Word out of Washington and Wall Street is not encouraging.
Unless you're the CEO of one of the big, federally bailed-out corporations like AIG or Citibank, times are tough for all of us. Regular folks are not going to receive generous, no-strings-attached, don't-even-have-to-really-have-a-recovery-plan bailouts from the government. Instead, we're going to watch our jobs and wages cut, our retirement savings shrink, and, if this downward slide really gets chugging, a cut in our standard of living.
So why on Earth should I start paying into a 401k now? Frankly, I don't feel like I have any other particularly good options, and simply not attempting to save for retirement feels like a supremely bad idea.
Still, this has to be one of the worst times in a very, very long while to be jumping into adulthood and an attempt at financial prudence.
I worry, too, that the economic downturn will be used by moneyed interests as an excuse to forgo real efforts at developing viable alternative energies, cracking down on pollution, and generally trying to clean up our act before things really go to shit. The argument will be something along these lines: "We simply cannot afford to put money into those things that are unproven and/or prohibitively expensive when people are in such dire need of services right now!"
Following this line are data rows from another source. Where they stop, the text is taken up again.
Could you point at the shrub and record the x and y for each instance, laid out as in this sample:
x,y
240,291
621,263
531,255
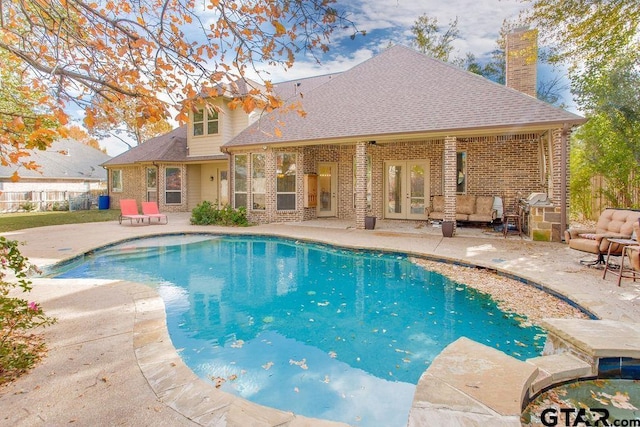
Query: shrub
x,y
28,206
60,206
19,349
208,214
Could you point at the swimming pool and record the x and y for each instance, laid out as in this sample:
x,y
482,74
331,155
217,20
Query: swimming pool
x,y
317,330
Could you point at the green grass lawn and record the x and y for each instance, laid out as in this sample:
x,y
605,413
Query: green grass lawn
x,y
22,220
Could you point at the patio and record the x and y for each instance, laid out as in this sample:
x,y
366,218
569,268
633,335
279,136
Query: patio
x,y
110,359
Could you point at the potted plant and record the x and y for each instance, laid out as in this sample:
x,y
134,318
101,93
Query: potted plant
x,y
447,228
But people are in dire need of a healthy planet on which to continue living right now, too. And for all the billions (if not trillions) of dollars that are being pumped into the creaking, bloated, poorly-run corporations, we could instead be spending that on things like creating a whole slew of new jobs in alternative energy, green technologies, infrastructure improvement, education, and health care. Those are the things that are most crucial to creating and maintaining a viable economy and populace in the future. Not just investment banks. Not just car companies that actively block legislation that would have made them improve their games and perhaps even avoid their current dire straits.
I can only hope that we get enough of the right people into enough of the right positions to steer our country in a better direction. I am optimistic about an Obama administration, but even if they do manage to live up to their lofty rhetoric, they alone cannot make the difference that's needed. It takes a village, and all that.
In the meantime, I'm going to attempt to get my financial ducks in a row, and muster up the patience to see all of this through, despite any market or personal hiccups that are likely to come along the way.